Dear Governor Newsom:

I am writing to let you know that the California Correctional Peace Officers Association and the Department of Corrections are circumventing the voter-initiated Prop 57. They are trying to force general population inmates who are eligible to receive credits on to non-designated programming facilities which is nothing more than a protective custody yard knowing that a great many of these general population inmates are going to beat someone up or get beat up as soon as they get onto the yard. It is the days of Corcoran and staged gladiator fights all over again. Even when they try to put someone on one of these yards for non-designated programming facility and he fights, he is brought back to a general population yard within 10-12 months later.
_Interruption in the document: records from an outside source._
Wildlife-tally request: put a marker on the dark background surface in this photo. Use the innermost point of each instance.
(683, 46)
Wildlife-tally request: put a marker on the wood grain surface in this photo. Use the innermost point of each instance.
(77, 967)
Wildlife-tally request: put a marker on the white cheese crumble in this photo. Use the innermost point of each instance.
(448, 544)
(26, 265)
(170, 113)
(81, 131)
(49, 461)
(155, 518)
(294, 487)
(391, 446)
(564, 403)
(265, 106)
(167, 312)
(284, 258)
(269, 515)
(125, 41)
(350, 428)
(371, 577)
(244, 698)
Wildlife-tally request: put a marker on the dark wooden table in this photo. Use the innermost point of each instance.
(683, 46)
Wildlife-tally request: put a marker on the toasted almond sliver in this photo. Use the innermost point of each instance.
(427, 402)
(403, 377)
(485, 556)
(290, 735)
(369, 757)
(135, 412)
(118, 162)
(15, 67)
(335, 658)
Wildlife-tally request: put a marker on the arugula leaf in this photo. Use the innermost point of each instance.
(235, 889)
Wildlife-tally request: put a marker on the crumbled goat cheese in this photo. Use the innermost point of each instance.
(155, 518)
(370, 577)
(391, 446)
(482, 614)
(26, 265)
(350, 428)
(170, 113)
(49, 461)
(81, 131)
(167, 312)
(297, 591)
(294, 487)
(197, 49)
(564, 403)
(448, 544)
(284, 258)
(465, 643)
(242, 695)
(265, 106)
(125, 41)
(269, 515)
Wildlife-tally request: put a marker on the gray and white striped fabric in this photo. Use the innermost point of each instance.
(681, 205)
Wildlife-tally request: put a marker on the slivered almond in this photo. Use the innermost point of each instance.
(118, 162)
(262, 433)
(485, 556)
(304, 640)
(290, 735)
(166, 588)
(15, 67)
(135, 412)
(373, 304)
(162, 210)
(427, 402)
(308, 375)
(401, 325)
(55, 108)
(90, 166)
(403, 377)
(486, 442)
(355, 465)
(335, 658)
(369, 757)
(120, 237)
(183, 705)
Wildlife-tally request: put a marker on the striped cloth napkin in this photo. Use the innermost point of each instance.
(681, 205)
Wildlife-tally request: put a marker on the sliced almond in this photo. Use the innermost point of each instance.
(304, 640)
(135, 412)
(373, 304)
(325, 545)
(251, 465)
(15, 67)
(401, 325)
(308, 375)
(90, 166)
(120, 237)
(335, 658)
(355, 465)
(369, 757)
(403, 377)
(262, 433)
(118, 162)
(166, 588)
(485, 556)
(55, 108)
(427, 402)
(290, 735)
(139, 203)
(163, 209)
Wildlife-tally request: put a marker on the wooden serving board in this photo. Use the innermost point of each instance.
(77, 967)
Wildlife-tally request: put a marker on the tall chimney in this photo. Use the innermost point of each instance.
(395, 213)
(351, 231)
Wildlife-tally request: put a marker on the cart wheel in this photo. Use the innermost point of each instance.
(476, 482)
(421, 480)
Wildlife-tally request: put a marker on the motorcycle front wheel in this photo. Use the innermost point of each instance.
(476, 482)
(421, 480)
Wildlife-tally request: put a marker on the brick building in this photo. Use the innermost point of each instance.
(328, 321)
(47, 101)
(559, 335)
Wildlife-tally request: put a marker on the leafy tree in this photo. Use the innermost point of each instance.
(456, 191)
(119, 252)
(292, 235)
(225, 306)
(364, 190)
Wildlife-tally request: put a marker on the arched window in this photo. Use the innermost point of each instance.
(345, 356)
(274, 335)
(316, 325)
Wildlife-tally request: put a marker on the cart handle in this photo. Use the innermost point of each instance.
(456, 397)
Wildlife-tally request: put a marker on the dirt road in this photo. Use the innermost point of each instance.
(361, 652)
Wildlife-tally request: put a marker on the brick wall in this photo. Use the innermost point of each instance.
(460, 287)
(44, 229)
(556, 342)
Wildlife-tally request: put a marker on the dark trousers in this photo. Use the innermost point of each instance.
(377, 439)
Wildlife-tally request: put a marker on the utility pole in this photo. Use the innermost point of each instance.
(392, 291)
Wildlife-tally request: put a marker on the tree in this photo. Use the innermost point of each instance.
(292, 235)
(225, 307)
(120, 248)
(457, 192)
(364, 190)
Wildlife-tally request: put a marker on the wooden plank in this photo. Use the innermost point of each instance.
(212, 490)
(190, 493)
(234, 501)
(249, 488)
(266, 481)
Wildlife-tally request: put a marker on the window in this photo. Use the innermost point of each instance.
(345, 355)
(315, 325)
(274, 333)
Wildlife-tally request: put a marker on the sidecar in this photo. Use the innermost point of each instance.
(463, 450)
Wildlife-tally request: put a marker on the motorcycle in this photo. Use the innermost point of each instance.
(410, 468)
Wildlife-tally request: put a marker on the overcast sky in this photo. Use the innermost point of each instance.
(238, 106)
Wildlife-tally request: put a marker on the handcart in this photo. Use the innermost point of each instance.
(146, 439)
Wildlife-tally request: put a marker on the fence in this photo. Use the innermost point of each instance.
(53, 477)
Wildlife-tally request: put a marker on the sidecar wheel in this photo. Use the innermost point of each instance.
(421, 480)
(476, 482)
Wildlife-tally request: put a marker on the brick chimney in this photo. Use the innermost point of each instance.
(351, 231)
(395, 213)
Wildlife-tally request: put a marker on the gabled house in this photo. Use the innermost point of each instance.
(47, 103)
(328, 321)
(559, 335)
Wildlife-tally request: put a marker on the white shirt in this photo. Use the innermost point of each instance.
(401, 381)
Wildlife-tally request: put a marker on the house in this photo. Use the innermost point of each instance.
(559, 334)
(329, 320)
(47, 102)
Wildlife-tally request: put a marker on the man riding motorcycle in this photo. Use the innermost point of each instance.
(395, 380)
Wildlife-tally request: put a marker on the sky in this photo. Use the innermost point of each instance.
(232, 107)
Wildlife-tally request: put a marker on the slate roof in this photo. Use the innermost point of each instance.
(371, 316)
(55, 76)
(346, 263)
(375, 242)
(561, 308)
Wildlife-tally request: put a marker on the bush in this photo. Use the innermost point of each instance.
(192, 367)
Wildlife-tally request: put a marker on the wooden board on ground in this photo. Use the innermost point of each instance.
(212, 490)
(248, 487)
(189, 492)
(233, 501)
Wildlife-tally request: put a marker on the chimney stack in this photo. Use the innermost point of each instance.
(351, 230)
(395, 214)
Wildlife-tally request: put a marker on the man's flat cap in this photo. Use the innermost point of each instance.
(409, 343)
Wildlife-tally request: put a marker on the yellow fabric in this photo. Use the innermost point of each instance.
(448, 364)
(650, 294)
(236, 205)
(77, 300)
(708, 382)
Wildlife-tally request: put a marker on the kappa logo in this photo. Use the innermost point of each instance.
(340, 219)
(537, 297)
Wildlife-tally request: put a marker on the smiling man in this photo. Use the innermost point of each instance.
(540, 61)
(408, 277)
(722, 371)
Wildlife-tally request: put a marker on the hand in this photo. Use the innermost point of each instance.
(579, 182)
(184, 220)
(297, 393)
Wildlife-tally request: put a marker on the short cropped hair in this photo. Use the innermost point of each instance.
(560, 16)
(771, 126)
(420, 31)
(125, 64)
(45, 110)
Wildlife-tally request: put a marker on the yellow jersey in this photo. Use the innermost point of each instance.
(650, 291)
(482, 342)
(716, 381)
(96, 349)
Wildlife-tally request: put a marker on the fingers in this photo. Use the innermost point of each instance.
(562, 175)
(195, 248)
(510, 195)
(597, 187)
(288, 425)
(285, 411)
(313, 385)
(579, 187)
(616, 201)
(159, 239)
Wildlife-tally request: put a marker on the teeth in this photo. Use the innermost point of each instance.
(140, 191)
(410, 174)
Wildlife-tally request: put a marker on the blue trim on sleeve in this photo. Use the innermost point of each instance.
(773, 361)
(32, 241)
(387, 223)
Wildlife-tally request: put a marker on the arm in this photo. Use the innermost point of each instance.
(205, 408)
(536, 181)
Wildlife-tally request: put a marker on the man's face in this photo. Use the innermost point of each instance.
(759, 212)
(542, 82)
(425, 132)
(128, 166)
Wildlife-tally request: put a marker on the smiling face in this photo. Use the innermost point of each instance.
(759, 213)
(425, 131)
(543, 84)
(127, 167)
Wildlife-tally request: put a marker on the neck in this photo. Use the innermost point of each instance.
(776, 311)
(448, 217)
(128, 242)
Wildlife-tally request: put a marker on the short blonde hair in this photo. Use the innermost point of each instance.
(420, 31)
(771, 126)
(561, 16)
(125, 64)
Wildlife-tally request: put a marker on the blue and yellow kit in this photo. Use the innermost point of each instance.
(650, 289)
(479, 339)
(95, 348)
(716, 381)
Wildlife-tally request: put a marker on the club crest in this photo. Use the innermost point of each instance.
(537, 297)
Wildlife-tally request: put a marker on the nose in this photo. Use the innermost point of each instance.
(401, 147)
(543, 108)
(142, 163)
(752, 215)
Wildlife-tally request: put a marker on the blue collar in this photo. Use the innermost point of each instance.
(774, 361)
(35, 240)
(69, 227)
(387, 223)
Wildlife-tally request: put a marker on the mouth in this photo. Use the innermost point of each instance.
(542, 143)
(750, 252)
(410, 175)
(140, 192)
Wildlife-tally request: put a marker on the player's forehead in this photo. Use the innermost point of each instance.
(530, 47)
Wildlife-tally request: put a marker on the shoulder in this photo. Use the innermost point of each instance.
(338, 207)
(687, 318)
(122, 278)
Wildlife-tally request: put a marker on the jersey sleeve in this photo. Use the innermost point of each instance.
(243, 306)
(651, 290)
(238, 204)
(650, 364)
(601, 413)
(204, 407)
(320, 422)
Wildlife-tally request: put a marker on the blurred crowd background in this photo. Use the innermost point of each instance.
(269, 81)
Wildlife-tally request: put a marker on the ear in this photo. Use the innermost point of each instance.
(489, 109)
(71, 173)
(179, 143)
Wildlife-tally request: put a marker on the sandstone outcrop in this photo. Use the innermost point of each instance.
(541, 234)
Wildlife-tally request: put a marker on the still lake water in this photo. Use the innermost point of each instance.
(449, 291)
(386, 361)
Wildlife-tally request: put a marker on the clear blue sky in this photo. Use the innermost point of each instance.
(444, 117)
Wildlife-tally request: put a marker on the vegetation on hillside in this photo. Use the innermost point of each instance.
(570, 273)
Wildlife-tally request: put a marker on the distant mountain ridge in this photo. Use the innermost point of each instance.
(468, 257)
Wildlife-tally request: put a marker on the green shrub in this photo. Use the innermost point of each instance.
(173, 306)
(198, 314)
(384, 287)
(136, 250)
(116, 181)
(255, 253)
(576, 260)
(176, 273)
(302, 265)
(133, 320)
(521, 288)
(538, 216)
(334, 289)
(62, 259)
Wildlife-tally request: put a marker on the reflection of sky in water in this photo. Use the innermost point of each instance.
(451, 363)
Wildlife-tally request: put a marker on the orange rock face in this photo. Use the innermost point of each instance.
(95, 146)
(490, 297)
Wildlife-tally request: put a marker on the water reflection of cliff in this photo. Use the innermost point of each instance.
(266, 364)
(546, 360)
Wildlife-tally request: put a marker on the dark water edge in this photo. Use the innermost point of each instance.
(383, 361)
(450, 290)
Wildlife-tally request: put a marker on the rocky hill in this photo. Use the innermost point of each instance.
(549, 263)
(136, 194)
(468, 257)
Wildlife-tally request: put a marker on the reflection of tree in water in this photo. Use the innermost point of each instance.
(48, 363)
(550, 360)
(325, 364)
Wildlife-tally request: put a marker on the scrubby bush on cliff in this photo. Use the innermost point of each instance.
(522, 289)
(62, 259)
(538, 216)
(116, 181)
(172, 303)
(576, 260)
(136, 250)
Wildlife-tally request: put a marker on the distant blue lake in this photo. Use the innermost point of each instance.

They try to force these men on to these yards again while 15 or 20 officers line up to watch the fight.

The Department of Corrections and the Correctional Officers union are trying to force general population inmates to live with people who the public itself doesn't want living in their neighborhoods. Is this your policy, Governor? Or is the green wall working to keep the prisoners full, above the capacity of 137%? In fact here at CTF Central they’re right around 185-195% capacity. You have two grown men in cells built for one without proper ventilation.

Are you too involved in his ploy to help the Department and the Correctional Officers keep California's prisons full while telling the people of the state you are trying to downsize the prison population by closing prisons? Maybe the public should be made aware that your so-called closing of these prisons is not reducing the overall population -- it is only forcing more men into already overcrowded prisons.

Then you're asking the Department of Corrections and Correctional Officers to fight general population inmates with non-designated programming facility and protective custody inmates by trying to force us to live together on the same yards.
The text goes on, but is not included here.